The Southern District of California awarded $12.4 million in fees on Feb. 1, to be paid by Gabriel Technologies Inc. for bringing objectively baseless claims of trade secret misappropriation against San Diego-based Qualcomm Inc. The decision in Gabriel Technologies Inc., et al. v. Qualcomm Inc., et al. evidences a growing trend to apply the statutory penalties of California’s Uniform Trade Secrets Act against infirm claims. Only last year, the decision of SASCO v. Rosendin Elec., Inc., 207 Cal.App.4th 837, 834 (Cal.Ct.App.2012) similarly upheld a $484,000 award of reasonable attorneys’ fees, where the evidentiary support for the claimed misappropriation was lacking, and based only on suspicion that former employees must have taken trade secrets when hired away by a competitor.
Gabriel Technologies’ complaint alleged 11 causes of action against Qualcomm, seeking $1 billion in damages.
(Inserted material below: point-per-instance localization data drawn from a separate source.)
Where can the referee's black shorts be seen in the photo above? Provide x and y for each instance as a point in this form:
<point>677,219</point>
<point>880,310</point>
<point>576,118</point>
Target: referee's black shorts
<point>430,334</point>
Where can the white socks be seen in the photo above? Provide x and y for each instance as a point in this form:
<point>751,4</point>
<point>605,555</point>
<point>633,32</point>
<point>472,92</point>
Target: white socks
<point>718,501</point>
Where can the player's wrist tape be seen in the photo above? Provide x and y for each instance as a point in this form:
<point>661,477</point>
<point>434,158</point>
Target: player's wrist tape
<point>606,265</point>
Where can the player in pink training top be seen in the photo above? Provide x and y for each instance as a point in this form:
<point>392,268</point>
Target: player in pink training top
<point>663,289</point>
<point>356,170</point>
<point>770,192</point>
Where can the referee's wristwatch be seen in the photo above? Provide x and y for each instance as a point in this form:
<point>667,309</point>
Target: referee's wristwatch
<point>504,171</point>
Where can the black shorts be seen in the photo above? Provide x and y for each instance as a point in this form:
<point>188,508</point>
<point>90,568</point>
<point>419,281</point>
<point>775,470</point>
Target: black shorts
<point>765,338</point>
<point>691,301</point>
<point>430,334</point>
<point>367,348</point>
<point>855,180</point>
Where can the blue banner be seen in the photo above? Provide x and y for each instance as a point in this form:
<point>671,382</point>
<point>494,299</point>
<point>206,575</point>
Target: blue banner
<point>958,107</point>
The essence of the claim was Gabriel Technologies’ assertion that it possessed ownership rights to numerous Qualcomm patents relating to GPS technologies. However, the claims of trade secret misappropriation received the most attention in the fee award.
In finding Gabriel Technologies’ misappropriation claims objectively baseless, Judge Anthony J. Battaglia of the U.S. District Court for the Southern District of California concluded that Gabriel Technologies unreasonably pursued its trade secret claims for several reasons: First, he cited Gabriel Technologies’ failure to adequately identify the allegedly misappropriated trade secrets during litigation, resulting in expensive discovery disputes. Second, Gabriel Technologies failed to heed several judicial warnings as to the feeble evidentiary support of its claims. Despite the warnings, Gabriel Technologies elected to go forward with its claims without remedying the deficiencies. Thereafter, summary judgment was entered in Qualcomm’s favor. In finding objective bad faith, Judge Battaglia noted that Gabriel Technologies received more than sufficient notice regarding the flaws in its claims of trade secret misappropriation.
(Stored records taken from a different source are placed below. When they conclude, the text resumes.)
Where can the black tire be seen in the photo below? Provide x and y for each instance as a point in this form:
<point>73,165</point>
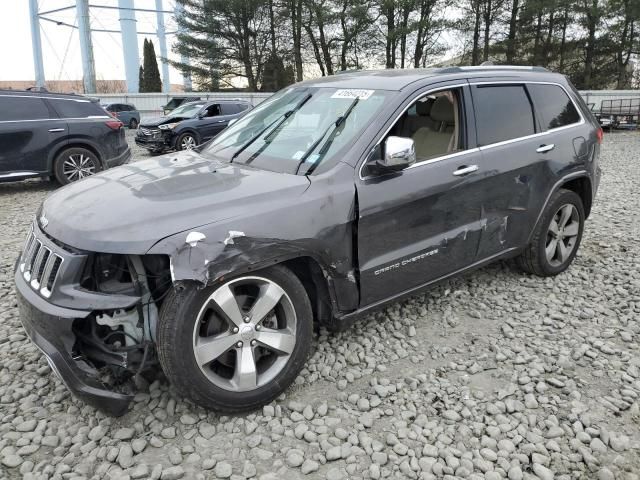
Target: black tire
<point>61,167</point>
<point>183,139</point>
<point>534,258</point>
<point>175,344</point>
This decision highlights the need to closely scrutinize claims of trade secret misappropriation under California’s Uniform Trade Secrets Act not only prior to filing an action, but continuously during litigation, to properly assess risks of statutory attorneys’ fees.
Approximately $3 million of the fees awarded to Qualcomm were attributed to computer-assisted, algorithm-driven document review. In seeking recovery of these fees, Qualcomm explained that during litigation, 12 million records — mostly in the form of electronically stored information (ESI) — were provided to a vendor that employed a proprietary technology to sort these records into responsive and nonresponsive documents. After the algorithm determined whether documents were responsive or unresponsive to discovery requests, attorneys reviewed the responsive documents for confidentiality, privilege, and relevance issues. The court found this decision to be efficient and less time-consuming under the circumstances. Thus, Judge Battaglia awarded the requested amount of $2,829,349.10 as reasonable.
Within days of the Feb. 1 fee award, plaintiff Gabriel Technologies filed a notice of bankruptcy.
Gabriel Technologies Inc., et al. v. Qualcomm Inc., et al., Case No. 08-CV-1992 AJB (MDD), is now on appeal before the Ninth Circuit (USCA Case No. 13-1211).